Chicago Public Schools and education software giant PowerSchool have agreed to a proposed $17.25 million settlement in a high-profile class-action lawsuit that accused the Naviance college and career platform of quietly harvesting and sharing students’ private data without consent. The motion for preliminary approval landed in federal court this week and would create a payout fund for millions of current and former CPS students. The case, filed in August 2023 by a student identified only as Q.J., has become a test of how school districts police their third-party ed-tech vendors.

Settlement Numbers And What Happens Next

The deal on the table totals $17.25 million and still needs sign-off from a judge in the U.S. District Court for the Northern District of Illinois. According to Bloomberg Law, the plaintiffs are asking the court to greenlight notice to the class and to split the net settlement fund on a pro rata basis once fees and costs are carved out, if preliminary approval is granted.

New Rules For Naviance And Its Vendors

Under the settlement motion, PowerSchool would spin up a “web governance” committee to keep tabs on advertising technology used in Naviance and agree not to plug in any third-party software or code for a two-year stretch. The company would also be required to tell its vendors to delete data tied to class members and beef up its privacy disclosures. On the district side, Chicago Public Schools would require vendors to file annual certifications that they are following state and federal student privacy laws, according to The Record.

Why This Matters After The PowerSchool Breach

The proposed settlement arrives in the shadow of a December 2024 PowerSchool security incident that triggered a wave of warning letters to school districts and a fresh swarm of lawsuits. Security reporting has said the threat actor claimed to have stolen data connected to roughly 62.4 million students and about 9.5 million teachers, figures cited in coverage by TechCrunch. For families already rattled by that breach, the CPS case has doubled as a referendum on how much data ed-tech firms really need and what happens when things go sideways.

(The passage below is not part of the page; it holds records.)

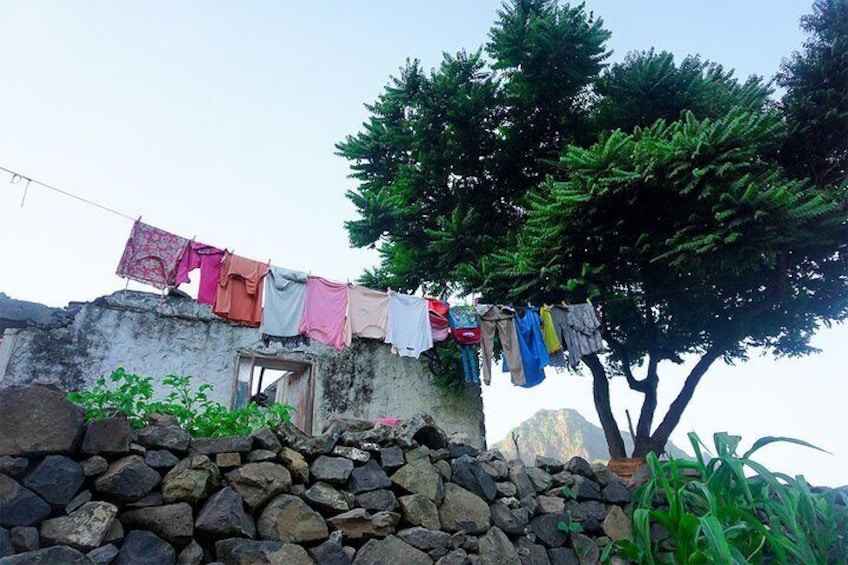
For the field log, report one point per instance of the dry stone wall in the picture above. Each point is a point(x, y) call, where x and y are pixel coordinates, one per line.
point(358, 493)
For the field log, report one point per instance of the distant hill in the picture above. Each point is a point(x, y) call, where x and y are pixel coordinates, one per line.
point(563, 434)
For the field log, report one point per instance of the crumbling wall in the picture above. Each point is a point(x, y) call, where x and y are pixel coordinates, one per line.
point(154, 336)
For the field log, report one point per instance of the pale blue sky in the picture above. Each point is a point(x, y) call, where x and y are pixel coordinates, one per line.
point(217, 120)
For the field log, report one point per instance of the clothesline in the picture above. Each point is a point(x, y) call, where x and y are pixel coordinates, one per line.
point(17, 178)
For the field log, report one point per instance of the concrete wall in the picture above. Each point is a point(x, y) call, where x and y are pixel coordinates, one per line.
point(155, 337)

Who Is In The Class And How Payouts Would Work

The settlement motion defines the class as anyone who logged into Naviance between August 2021 and January 2026, a group that could include more than 10 million people nationwide. As outlined by Bloomberg Law, the filing asks the judge to approve a notice program and to allow pro rata cash distributions from the fund if the court grants preliminary approval.

Legal Notes

The settlement motion says the agreement would wrap up the Illinois litigation, while the defendants continue to deny any liability under the proposed terms. PowerSchool has said it “jointly reached an agreement with the plaintiffs” without admitting wrongdoing, according to The Record. The filing also notes that Heap Inc., which was once listed as a co-defendant, has been dropped from the Illinois case and is now being pursued in separate litigation in New York.